Southern Marketing Agency Inc - Focus On …
Rural Cooperatives, Jan-Feb, 2004
What is the Southern Marketing Agency (SMA)?
SMA is a marketing-agency-in common, the primary purpose of which is to seek efficiencies in supplying the fluid milk needs of the southeastern United States. SMA began operations on April 1, 2002, as a Kentucky agricultural cooperative organized under provisions of the Capper Volstead Act. Current members are: Arkansas Dairy Cooperative Association (Damascus, Ark.); Dairy Farmers of America Inc. (Kansas City, Mo.); Dairymen's Marketing Cooperative Inc. (Mountain Grove, Mo.); Lone Star Milk Producers Inc. (Windthorst, Texas); and Maryland & Virginia Milk Producers Cooperative Association Inc. (Reston, Va.).
Initial goals:
1. Promote member cooperation and communication;
2. Seek cost savings in the purchase of supplemental milk;
3. Preserve over-order prices in the Southeast;
4. Seek cost savings in farm-to-market hauling;
5. Seek cost savings in seasonal surplus balancing.
Results to date
* "Member cooperation and communication simply could not be better," says Jeff Sims, as administrator and assistant secretary of the agency. "The goals of the agency are clearly defined and all the members are dedicated to working together to reach the goals."

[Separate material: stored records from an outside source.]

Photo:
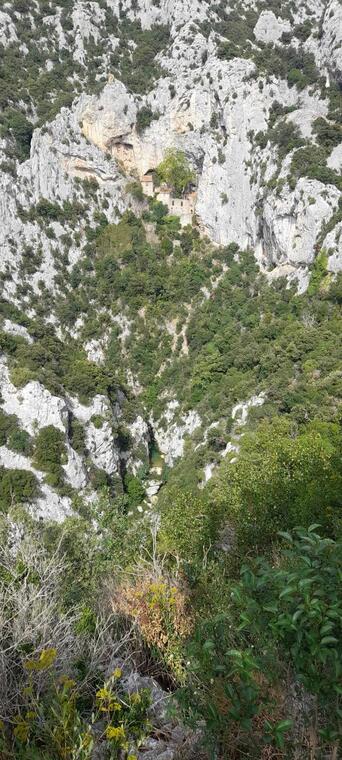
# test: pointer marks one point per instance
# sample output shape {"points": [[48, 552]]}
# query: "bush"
{"points": [[176, 171], [282, 478], [318, 273], [50, 453], [16, 487], [20, 441], [187, 526], [145, 117], [134, 489], [15, 124]]}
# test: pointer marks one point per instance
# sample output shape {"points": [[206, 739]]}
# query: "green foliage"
{"points": [[318, 273], [77, 436], [145, 117], [282, 477], [135, 189], [16, 487], [176, 172], [328, 135], [50, 453], [299, 605], [15, 124], [134, 489], [311, 162]]}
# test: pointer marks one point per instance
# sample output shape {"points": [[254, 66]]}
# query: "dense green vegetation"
{"points": [[228, 592]]}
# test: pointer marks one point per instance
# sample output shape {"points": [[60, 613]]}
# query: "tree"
{"points": [[283, 477], [176, 171], [298, 605]]}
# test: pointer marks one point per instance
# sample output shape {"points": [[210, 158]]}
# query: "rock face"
{"points": [[239, 123]]}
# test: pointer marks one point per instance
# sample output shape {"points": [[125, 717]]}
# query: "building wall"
{"points": [[182, 207]]}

* Supplemental milk purchase costs have declined, and supplemental milk agreements have been restructured, Simms notes. The new supplemental milk agreements have allowed Class I utilization percentages in the Appalachian and Southeast Federal Milk Marketing Orders to increase over comparable months last year.
* Prices over federal-order minimums in the Southeast were not only preserved, but they increased in 2003, Simms reports.
* Agency members have saved more than $10.6 million in hauling costs since April 2002, adding more than 12 cents per hundredweight to the SMA-weighted average pool value. Savings are also increasing month-to-month.
* A study of current and future needs for seasonal milk surplus balancing capacity is underway to help determine short- and long-term needs for balancing capacity and optimum plant locations.
Key management members:
Day-to-day operations of the agency are handled through the Operations Committee, made up of senior management members of the member cooperatives. Committee members are: Floyd Wiedower, from Arkansas Dairy Cooperative Association; John Collins from DFA; Don Allen from Dairymen's Marketing Cooperative Inc.; Jim Baird from Lone Star Milk Producers Inc.; Jay Bryant from Maryland & Virginia Milk Producers. Other members of senior management of each cooperative may, and regularly do, participate.
How is SMA governed?
The Operations Committee reports directly to the SMA board of directors, made up of 10 dairy farmers, all of whom are producer-members of the five member cooperatives. Board seats are apportioned by member patronage, with each member entitled to at least one board seat, without regard to any minimum patronage level.
Biggest obstacle overcome
"The change in mindset of cooperation vs. competition is not always an easy transition to make. The group has now fully completed that transformation and cooperation is at an extremely high level," Simms says.
Future plans?
The agency continues to seek efficiencies in milk hauling, which is a major cost in serving a milk-deficit market. "Agency members feel the cost--savings achieved thus far in milk hauling may have only scratched the surface. The recommendations from the study of balancing plant needs will offer opportunities for savings there too," Simms says. "As production continues to decline in the Southeast and fluid milk sales continue to grow, focusing on the efficient and cost effective procurement of supplemental milk to fill the growing deficit will be an ongoing process."